Hallo,
ich habe für ein Unternehmen die Möglichkeit in Festanstellung oder als Freelancer weiterzuarbeiten. Da ich mir nebenbei einige Projekte aufbauen möchte und in Festanstellung nur unzureichend meine eigenständigen Weiterbildungsmaßnahmen honoriert bekomme, wollte ich gern als Freelancer für das betreffende Unternehmen weiterarbeiten und daher mein Arbeitnehmer Gehalt in ein Stundenhonorar umrechnen.
Dabei bin sich so vorgegangen
- Abschließende monatliche Kosten für das Untenehmen berechnet (Bruttogehalt + Lohnnebenkosten etc.)
- Die ergebenden Kosten / 144 geteilt (Verfügbare Arbeitsstunden abzüglich 25 Tage Urlaub, Feiertage, und durchschn. Krankheitstage)

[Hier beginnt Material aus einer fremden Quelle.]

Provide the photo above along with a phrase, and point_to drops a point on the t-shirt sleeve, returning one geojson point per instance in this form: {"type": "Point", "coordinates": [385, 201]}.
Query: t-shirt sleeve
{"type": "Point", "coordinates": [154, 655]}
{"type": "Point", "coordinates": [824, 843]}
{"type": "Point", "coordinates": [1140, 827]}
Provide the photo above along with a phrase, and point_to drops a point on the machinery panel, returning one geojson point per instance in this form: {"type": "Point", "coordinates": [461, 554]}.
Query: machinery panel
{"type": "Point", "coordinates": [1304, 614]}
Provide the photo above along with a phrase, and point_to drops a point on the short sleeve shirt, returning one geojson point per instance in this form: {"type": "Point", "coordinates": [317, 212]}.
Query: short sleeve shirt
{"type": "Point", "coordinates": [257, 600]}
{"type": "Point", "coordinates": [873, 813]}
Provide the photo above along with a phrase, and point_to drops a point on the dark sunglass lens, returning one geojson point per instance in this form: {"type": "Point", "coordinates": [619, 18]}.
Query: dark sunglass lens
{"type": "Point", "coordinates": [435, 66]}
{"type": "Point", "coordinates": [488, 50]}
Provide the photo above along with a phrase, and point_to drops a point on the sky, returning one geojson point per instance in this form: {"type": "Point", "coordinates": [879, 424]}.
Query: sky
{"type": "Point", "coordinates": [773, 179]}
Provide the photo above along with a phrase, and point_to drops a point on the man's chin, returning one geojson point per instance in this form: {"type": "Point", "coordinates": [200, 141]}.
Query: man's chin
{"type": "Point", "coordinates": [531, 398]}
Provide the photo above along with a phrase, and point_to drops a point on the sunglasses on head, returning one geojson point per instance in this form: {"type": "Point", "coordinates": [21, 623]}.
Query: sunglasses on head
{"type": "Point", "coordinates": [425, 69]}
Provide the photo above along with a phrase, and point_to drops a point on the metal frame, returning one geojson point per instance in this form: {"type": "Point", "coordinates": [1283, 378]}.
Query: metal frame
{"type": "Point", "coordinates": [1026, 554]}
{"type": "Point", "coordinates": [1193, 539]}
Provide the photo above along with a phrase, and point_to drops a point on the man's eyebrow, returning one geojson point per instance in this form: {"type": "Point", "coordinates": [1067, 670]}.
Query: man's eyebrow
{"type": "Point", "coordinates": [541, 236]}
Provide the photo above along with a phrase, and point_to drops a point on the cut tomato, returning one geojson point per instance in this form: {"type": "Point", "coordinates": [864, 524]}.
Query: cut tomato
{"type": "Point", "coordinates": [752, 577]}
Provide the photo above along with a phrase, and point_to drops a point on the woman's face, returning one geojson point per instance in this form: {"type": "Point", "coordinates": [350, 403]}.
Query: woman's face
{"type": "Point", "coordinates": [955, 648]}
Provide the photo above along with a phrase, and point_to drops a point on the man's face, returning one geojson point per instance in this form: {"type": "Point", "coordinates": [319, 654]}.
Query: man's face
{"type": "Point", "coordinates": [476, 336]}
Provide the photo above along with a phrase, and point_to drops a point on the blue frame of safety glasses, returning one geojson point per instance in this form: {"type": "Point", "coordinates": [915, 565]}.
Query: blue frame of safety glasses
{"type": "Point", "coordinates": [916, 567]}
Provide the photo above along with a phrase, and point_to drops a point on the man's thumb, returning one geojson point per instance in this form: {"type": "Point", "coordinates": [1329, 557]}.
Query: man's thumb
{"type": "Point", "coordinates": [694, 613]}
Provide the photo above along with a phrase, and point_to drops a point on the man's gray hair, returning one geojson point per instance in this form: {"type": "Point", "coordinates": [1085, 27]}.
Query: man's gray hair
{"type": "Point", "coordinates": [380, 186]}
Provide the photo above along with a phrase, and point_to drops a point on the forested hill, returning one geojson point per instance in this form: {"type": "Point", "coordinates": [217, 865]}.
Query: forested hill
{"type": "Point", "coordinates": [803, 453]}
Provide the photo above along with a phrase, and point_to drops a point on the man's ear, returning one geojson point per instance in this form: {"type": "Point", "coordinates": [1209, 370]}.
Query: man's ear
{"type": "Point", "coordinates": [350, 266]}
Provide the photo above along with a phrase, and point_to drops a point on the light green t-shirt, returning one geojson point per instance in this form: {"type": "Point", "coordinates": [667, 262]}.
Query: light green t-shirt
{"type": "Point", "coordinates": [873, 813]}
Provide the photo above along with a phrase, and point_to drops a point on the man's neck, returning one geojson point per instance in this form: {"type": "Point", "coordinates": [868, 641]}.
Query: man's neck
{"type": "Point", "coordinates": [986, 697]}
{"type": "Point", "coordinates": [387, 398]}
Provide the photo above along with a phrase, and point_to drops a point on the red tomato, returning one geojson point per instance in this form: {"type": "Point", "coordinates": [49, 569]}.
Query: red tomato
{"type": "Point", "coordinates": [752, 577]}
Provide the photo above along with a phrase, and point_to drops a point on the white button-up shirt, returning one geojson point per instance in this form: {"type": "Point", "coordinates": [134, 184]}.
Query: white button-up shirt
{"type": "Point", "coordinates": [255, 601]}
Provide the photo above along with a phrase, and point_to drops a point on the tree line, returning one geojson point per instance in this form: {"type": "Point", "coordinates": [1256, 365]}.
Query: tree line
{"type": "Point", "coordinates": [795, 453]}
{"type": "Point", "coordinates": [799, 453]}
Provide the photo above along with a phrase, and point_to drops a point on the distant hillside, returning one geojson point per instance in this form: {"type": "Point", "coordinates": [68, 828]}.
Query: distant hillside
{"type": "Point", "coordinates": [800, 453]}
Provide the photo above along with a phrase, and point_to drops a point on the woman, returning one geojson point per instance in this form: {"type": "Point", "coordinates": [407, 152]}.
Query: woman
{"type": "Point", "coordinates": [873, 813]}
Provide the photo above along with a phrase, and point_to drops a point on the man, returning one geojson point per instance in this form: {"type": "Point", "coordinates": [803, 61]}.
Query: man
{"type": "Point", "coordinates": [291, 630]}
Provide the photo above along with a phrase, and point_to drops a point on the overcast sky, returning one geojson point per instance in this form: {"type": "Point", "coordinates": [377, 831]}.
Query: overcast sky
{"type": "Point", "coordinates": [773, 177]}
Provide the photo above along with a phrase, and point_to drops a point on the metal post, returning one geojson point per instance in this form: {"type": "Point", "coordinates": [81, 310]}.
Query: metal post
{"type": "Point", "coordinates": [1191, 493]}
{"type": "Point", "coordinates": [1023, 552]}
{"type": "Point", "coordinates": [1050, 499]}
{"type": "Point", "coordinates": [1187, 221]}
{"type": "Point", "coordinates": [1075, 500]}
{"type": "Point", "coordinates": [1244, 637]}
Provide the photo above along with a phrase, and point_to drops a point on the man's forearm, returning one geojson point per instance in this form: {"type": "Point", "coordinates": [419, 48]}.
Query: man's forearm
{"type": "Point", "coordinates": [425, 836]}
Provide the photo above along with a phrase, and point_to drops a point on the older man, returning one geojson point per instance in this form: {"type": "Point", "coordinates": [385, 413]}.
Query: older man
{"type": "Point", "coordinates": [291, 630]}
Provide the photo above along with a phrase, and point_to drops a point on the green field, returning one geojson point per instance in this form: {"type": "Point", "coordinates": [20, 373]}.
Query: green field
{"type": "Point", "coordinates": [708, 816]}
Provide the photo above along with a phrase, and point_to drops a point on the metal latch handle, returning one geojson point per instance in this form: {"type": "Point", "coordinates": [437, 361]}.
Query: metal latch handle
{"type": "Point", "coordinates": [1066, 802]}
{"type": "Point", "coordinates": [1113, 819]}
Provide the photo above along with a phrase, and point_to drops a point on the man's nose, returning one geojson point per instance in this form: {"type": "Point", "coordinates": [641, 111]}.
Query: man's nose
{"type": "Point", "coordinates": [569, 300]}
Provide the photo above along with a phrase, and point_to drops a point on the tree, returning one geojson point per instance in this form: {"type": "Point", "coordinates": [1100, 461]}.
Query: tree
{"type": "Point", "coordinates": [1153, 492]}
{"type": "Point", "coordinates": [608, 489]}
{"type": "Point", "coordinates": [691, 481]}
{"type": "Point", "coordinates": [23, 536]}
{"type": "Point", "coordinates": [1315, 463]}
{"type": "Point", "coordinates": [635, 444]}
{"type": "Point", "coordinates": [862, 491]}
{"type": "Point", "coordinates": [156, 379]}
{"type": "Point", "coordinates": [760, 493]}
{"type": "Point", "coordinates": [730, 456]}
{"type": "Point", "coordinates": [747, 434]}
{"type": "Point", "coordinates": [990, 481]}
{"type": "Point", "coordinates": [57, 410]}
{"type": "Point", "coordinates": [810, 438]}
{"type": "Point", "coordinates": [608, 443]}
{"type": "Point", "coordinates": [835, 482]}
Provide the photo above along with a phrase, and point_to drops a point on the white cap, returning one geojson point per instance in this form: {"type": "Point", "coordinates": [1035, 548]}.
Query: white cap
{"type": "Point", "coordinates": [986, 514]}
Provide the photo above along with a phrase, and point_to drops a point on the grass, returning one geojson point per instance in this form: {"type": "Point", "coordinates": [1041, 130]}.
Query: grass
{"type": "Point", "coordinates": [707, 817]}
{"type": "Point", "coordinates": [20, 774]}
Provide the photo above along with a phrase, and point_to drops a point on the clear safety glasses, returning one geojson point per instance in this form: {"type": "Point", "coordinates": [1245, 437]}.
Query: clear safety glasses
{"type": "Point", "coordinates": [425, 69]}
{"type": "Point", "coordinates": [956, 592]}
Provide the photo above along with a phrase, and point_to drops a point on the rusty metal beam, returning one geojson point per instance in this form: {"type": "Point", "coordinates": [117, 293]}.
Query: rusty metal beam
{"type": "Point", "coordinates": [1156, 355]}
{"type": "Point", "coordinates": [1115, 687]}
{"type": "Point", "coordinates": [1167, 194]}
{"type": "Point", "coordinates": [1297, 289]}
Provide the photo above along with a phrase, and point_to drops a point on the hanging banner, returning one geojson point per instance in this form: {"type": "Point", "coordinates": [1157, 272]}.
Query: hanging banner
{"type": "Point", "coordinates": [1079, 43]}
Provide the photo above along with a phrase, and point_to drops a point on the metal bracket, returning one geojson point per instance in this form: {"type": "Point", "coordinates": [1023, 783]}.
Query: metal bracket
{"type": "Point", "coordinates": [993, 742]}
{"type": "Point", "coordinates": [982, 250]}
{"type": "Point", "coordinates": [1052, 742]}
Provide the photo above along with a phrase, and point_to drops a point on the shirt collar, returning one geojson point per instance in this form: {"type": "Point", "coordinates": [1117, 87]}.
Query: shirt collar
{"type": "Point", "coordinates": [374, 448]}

- Stundensatz*1,19 (UST Vorteil hinzugerechnet)
Nun habe ich mir die Kosten für Lebensunterhaltung/betr. Aufwendungen und Versicherungen zusammengerechnet und durch den Stundensatz geteilt. Das Ergebnis/8 gibt die Anzahl der Manntage, die mir das Unternehmen hinsichtlich der Abnahme / Monat mindestens zusichern müsste. Das ganze würde ich anschließend noch mit einer angemessenen Vertragslaufzeit absichern.
Wenn ich über die mindest Manntage hinaus nicht gebucht werde, würde ich die Zeit in eigenständige geplante Projekte stecken, sodass ich mir weitere Einnahmequellen aufbaue.
Was haltet ihr von dieser Idee als solches und habe ich bei der Kalkulation irgendwas vergessen? Insbesondere bei der UST Vorteil Berücksichtigung bin ich mir da nicht so ganz sicher.
Vielen Dank und schon einmal und schöne Weihnachtsfeiertage!